Jump to full article: Law.com, 2008-04-04
Author: Mark Hamblett New York Law Journal

Intro:

Tobacco companies won a major victory Thursday as a federal appeals court ruled that lawsuits seeking economic damages due to their alleged deception about the relative safety of light cigarettes cannot be pursued as a class action.

Saying the "putative class action suffers from an insurmountable deficit of collective legal or factual questions," the 2nd U.S. Circuit Court of Appeals in McLaughlin v.

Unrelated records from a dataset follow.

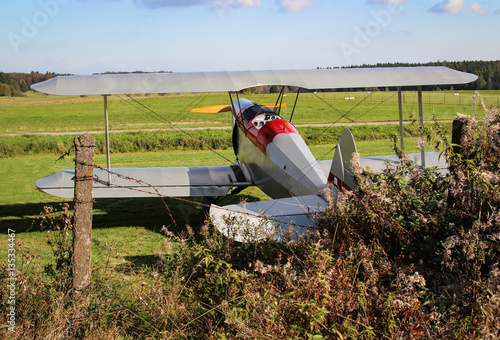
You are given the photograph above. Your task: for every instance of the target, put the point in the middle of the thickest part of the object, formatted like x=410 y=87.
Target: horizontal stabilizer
x=148 y=182
x=272 y=219
x=378 y=163
x=211 y=109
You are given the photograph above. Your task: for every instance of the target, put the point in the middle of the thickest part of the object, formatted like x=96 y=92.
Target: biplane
x=269 y=151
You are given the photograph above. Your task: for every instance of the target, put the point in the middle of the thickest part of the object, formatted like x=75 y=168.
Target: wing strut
x=106 y=128
x=401 y=130
x=421 y=115
x=294 y=104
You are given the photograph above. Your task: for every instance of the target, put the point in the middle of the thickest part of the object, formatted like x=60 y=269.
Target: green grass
x=118 y=219
x=27 y=158
x=40 y=113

American Tobacco Co., 06-4666-cv, reversed Eastern District Judge Jack B. Weinstein's decision to certify a class action brought under the Racketeer Influenced and Corrupt Organizations Act. . . .

Michael D. Hausfeld of Cohen, Milstein, Hausfeld & Toll in Washington D.C., who represented the plaintiffs, called the decision "wrong" and said he plans "to pursue the litigation" either through petition for rehearing en banc, petition for a writ of certiorari to the U.S. Supreme Court or through trial. . . .

Hausfeld said the court missed the point here, because the mere "possibility" of divergent reasons for buying light cigarettes ignores the primary reason for certification of a class -- that issues common to the class predominate over individual issues.

The circuit said that Weinstein adopted the so-called "fraud-on-the-market" presumption that is used in securities cases -- the idea that fraud may be established simply by a defendant's widespread dissemination of misleading information.

"But in this case, reliance is too individualized to admit of common proof," Walker said. . . .

Grossman said the circuit rebuked Weinstein when it said at the start of the opinion that "Rule 23 is not a one-way ratchet, empowering the judge to conform the law to the proof."